Xu Li, Xu Yin, Xue Tong, Zhang Xinyu, Li Jin
College of Computer Science and Technology, Harbin Engineering University, Harbin, China.
Key Laboratory of Symbolic Computation and Knowledge Engineering of Ministry of Education, Jilin University, Changchun, China.
Front Genet. 2021 Sep 8;12:739677. doi: 10.3389/fgene.2021.739677. eCollection 2021.
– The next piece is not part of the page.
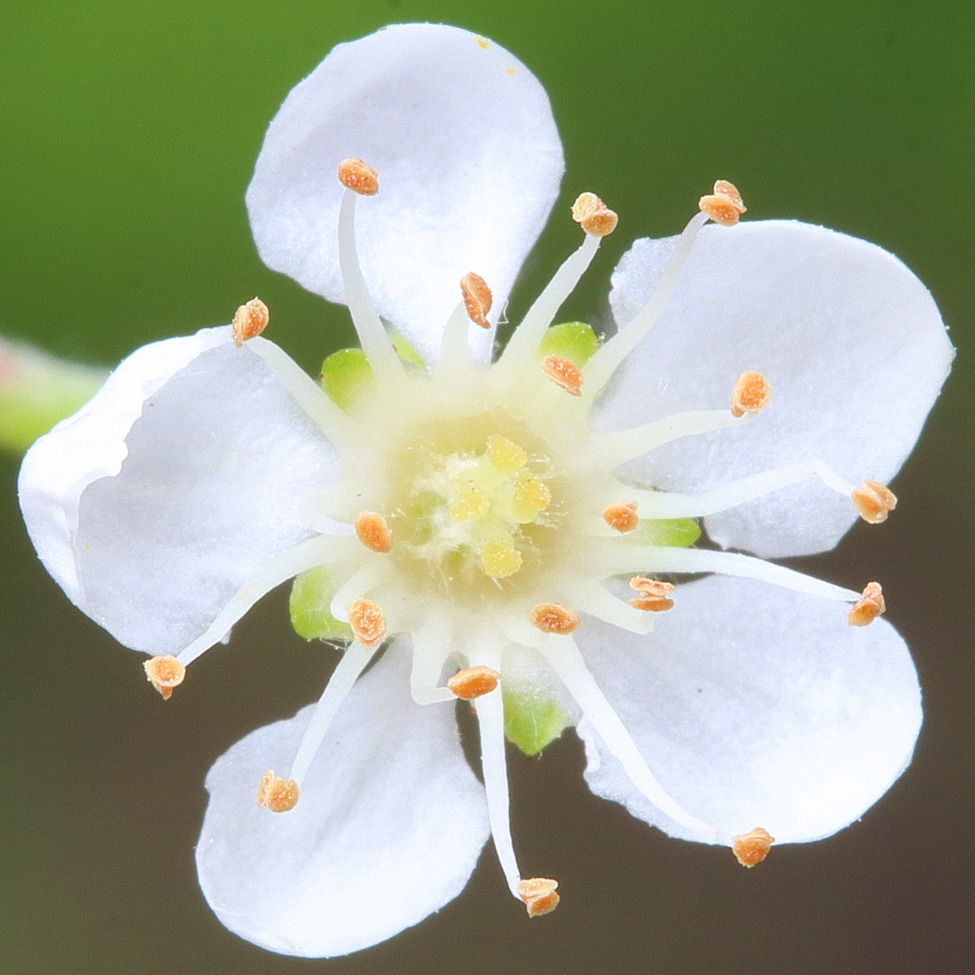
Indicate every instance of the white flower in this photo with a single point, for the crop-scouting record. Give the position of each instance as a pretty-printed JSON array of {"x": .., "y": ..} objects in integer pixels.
[{"x": 483, "y": 516}]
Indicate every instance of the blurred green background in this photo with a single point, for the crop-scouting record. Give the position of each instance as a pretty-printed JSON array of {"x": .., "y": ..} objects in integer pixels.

The emergence of single-cell RNA sequencing (scRNA-seq) technology has paved the way for measuring RNA levels at single-cell resolution to study precise biological functions. However, the presence of a large number of missing values in its data will affect downstream analysis. This paper presents AdImpute: an imputation method based on semi-supervised autoencoders. The method uses another imputation method (DrImpute is used as an example) to fill the results as imputation weights of the autoencoder, and applies the cost function with imputation weights to learn the latent information in the data to achieve more accurate imputation. As shown in clustering experiments with the simulated data sets and the real data sets, AdImpute is more accurate than other four publicly available scRNA-seq imputation methods, and minimally modifies the biologically silent genes. Overall, AdImpute is an accurate and robust imputation method.
单细胞RNA测序(scRNA-seq)技术的出现为在单细胞分辨率下测量RNA水平以研究精确的生物学功能铺平了道路。然而,其数据中存在大量缺失值会影响下游分析。本文提出了AdImpute:一种基于半监督自动编码器的插补方法。该方法使用另一种插补方法(以DrImpute为例)将结果作为自动编码器的插补权重进行填充,并应用带有插补权重的代价函数来学习数据中的潜在信息,以实现更准确的插补。如在模拟数据集和真实数据集的聚类实验中所示,AdImpute比其他四种公开可用的scRNA-seq插补方法更准确,并且对生物学上沉默的基因修改最小。总体而言,AdImpute是一种准确且稳健的插补方法。